Michael Enright, who appeared in Pirates Of The Caribbean alongside Johnny Depp, said the intervention of British armed forces would "end this fight much quicker".
The 51-year-old, originally from Manchester, claims he has been fighting with the Kurdish People's Protection Unit (YPG) for the last four months.
He said he was aware of about 40 Westerners fighting Isis in Syria - including around 10 Britons, but they were hugely outnumbered by the numbers travelling to join the extremist group.
Mr Enright told the Press Association: "We know for every one of us out here against Isis from England or America or the West, there's probably 10 to 20 who have joined Isis.
"I've come across dead Isis all the time. Nine times out of 10 we don't bury them. We don't cut their heads off like they do us. We just leave them where they fall most of the time. Sometimes they're beheaded because they get eaten by dogs."
Mr Enright said it was now "vital" for the British government to do more to support the fight against Islamic State.
Asked whether he would like to see British troops on the ground in Syria, he replied: "Personally yes, because it would end this fight much quicker.
"But I'm also British and I understand the English and American reticence to get involved in another Middle Eastern war.
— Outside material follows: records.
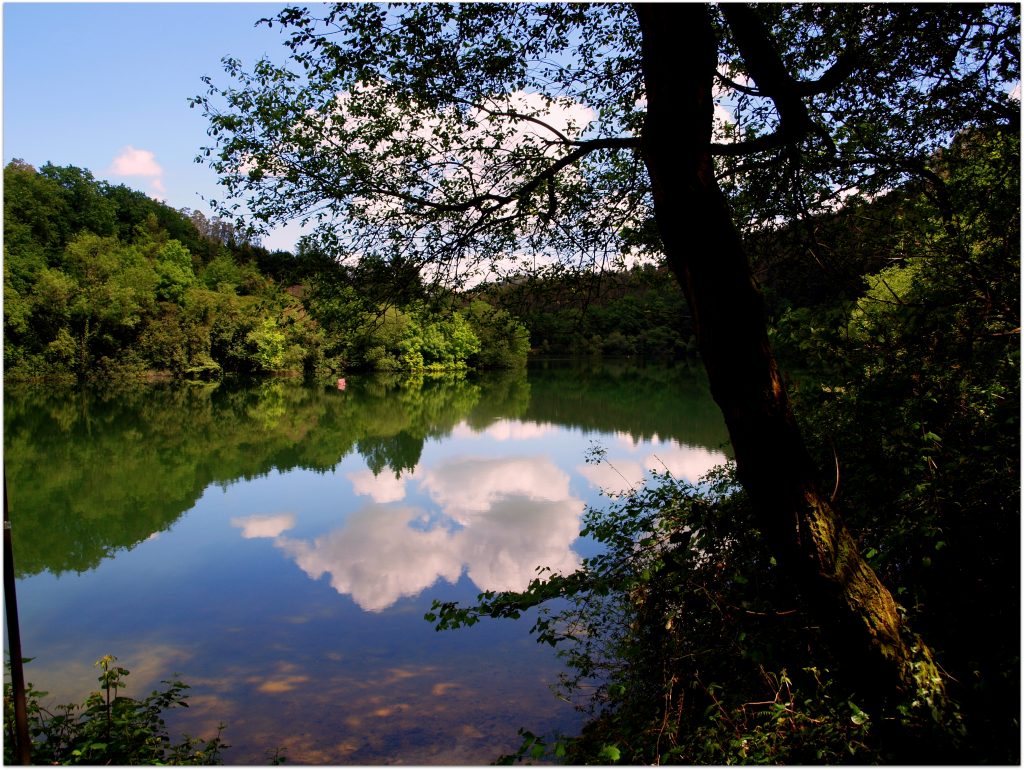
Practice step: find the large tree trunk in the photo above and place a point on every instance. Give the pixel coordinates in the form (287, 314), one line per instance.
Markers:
(706, 253)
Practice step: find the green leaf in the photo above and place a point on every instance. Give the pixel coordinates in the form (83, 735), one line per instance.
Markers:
(609, 753)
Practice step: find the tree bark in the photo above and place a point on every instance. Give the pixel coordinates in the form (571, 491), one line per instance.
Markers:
(679, 58)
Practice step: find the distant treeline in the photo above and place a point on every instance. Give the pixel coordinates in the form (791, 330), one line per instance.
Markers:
(101, 281)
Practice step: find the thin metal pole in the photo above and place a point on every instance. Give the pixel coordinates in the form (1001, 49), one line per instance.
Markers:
(23, 743)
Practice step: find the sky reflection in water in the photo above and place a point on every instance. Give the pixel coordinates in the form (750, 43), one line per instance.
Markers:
(292, 601)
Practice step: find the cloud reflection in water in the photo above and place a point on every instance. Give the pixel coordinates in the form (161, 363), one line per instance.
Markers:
(500, 520)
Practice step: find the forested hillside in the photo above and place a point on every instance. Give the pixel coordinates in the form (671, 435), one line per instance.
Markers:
(101, 281)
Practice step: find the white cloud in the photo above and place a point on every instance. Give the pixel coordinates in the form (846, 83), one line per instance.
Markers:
(467, 486)
(614, 475)
(383, 487)
(134, 162)
(688, 463)
(514, 516)
(377, 557)
(264, 526)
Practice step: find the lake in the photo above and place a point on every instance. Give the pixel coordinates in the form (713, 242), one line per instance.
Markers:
(275, 544)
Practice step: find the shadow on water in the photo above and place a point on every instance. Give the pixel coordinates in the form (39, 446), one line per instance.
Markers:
(276, 543)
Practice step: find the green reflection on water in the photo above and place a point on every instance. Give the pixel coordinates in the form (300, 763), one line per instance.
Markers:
(91, 472)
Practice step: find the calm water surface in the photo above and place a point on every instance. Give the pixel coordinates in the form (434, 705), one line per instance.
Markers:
(275, 544)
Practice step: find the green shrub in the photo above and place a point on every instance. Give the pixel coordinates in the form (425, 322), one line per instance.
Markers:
(108, 728)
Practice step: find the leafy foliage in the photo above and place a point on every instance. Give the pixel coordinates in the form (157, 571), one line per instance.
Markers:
(122, 296)
(109, 728)
(675, 641)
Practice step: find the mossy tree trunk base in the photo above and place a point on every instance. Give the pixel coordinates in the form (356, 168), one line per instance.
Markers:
(705, 251)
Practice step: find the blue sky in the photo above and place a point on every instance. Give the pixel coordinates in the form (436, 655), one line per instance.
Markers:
(104, 86)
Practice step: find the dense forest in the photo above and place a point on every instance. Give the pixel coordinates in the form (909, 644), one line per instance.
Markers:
(848, 247)
(101, 282)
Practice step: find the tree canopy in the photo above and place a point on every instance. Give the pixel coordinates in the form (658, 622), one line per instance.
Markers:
(482, 135)
(474, 141)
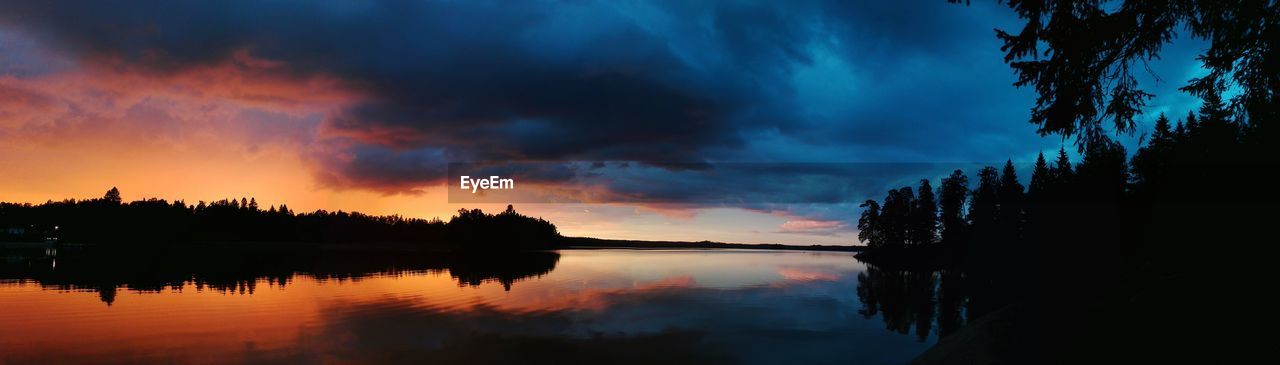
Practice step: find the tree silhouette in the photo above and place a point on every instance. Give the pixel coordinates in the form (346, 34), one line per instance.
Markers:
(924, 217)
(983, 206)
(954, 192)
(113, 196)
(868, 224)
(159, 222)
(1010, 199)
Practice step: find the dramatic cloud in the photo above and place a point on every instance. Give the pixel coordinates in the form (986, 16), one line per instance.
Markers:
(380, 95)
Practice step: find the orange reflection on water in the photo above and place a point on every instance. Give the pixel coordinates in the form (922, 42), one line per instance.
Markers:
(330, 318)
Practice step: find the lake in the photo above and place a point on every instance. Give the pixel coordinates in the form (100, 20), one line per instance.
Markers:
(344, 306)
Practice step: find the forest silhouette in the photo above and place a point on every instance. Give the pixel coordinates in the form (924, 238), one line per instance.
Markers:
(1114, 258)
(152, 220)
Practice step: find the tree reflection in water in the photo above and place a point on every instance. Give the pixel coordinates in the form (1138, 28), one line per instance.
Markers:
(240, 269)
(914, 300)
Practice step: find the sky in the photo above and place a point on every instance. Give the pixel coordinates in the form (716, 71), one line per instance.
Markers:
(362, 105)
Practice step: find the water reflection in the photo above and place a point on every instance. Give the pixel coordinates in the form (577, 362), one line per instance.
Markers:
(913, 300)
(240, 270)
(607, 306)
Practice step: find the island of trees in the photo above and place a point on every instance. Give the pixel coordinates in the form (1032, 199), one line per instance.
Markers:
(152, 220)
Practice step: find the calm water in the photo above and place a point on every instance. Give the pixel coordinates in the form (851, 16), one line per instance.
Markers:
(590, 305)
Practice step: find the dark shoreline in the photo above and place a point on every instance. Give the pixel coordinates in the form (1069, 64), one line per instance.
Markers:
(586, 242)
(565, 243)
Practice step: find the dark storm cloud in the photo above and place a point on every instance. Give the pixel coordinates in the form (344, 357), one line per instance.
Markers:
(649, 81)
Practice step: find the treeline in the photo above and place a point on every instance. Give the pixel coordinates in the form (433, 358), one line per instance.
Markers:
(112, 220)
(1183, 188)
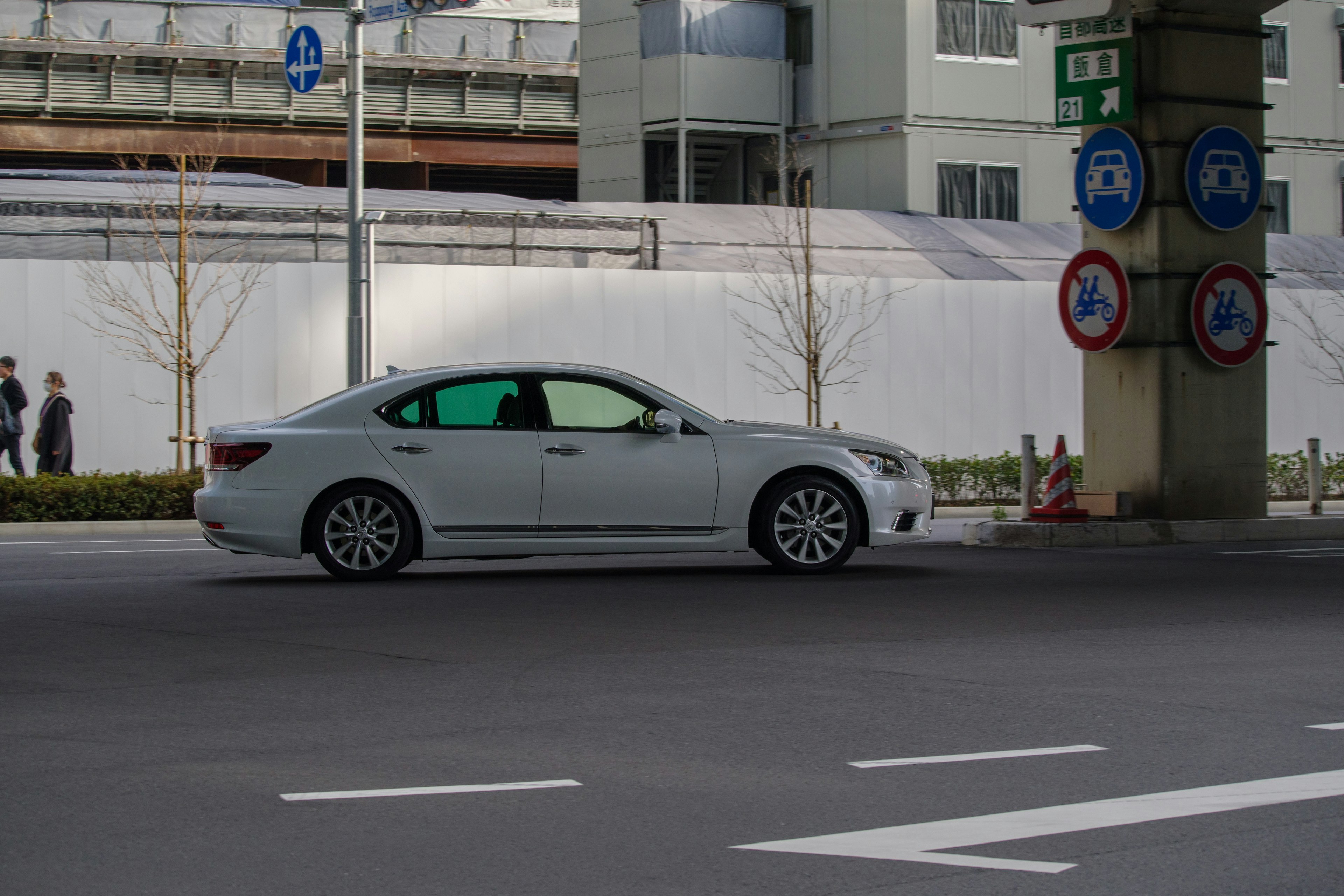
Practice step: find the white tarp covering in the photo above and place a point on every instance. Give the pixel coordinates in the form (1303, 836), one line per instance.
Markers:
(534, 10)
(955, 367)
(752, 29)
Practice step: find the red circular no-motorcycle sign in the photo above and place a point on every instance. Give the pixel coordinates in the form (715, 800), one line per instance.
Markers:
(1230, 315)
(1094, 300)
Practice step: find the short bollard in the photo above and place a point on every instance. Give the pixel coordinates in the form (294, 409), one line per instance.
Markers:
(1029, 475)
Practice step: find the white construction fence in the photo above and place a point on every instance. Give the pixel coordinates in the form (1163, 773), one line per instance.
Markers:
(955, 367)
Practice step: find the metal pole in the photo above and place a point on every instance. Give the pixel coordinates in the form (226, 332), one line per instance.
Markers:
(182, 292)
(355, 194)
(1314, 477)
(1029, 475)
(369, 301)
(680, 164)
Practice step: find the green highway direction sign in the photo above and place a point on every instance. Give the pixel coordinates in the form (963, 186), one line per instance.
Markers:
(1094, 72)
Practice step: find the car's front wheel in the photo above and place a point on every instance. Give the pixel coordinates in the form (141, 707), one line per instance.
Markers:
(362, 534)
(807, 526)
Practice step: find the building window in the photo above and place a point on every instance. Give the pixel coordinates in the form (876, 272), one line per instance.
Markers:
(978, 30)
(1279, 219)
(968, 190)
(799, 38)
(1276, 53)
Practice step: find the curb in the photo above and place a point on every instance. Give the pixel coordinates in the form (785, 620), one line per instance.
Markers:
(104, 527)
(1015, 510)
(1144, 532)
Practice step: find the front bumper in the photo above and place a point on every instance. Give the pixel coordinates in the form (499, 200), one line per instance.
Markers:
(265, 522)
(888, 499)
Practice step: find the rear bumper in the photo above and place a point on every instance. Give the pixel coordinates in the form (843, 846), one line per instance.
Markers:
(888, 499)
(256, 520)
"We have almost no heavy weapons. If we could get any kind of heavy weapons, that would be amazing.
"We just need Brits who have got some grit and are ready to go. That comes in all shapes and sizes, not just soldiers."
Former US soldier Jordan Matson, who is also fighting with the YPG, has called Mr Enright "mentally unstable" and accused him of trying to sell his story to the media.
But the actor said claims that he was seeking publicity were "baloney".
Mr Enright said he had not had killed any Isis fighters himself, but he had filmed operations to clear villages held by the militant group.
Despite having no military training, he said he travelled to Syria without telling his mother and sister because he did not want them to talk him out of it.
"This is the most important thing I've ever done with my life," Mr Enright said.
"There's no acting job that can come close to this. I made a commitment to stay here until we've beaten Isis and that's what I intend to do.
"I'm here fighting with these lads I have a bond with. These guys here would take a bullet for me. They're beautiful people. I love them."
Mr Enright said he decided to join the fight against Isis after journalist James Foley was beheaded by Mohammed Emwazi known as "Jihadi John".
"I was just appalled by the cowardice of that man to do that," he said.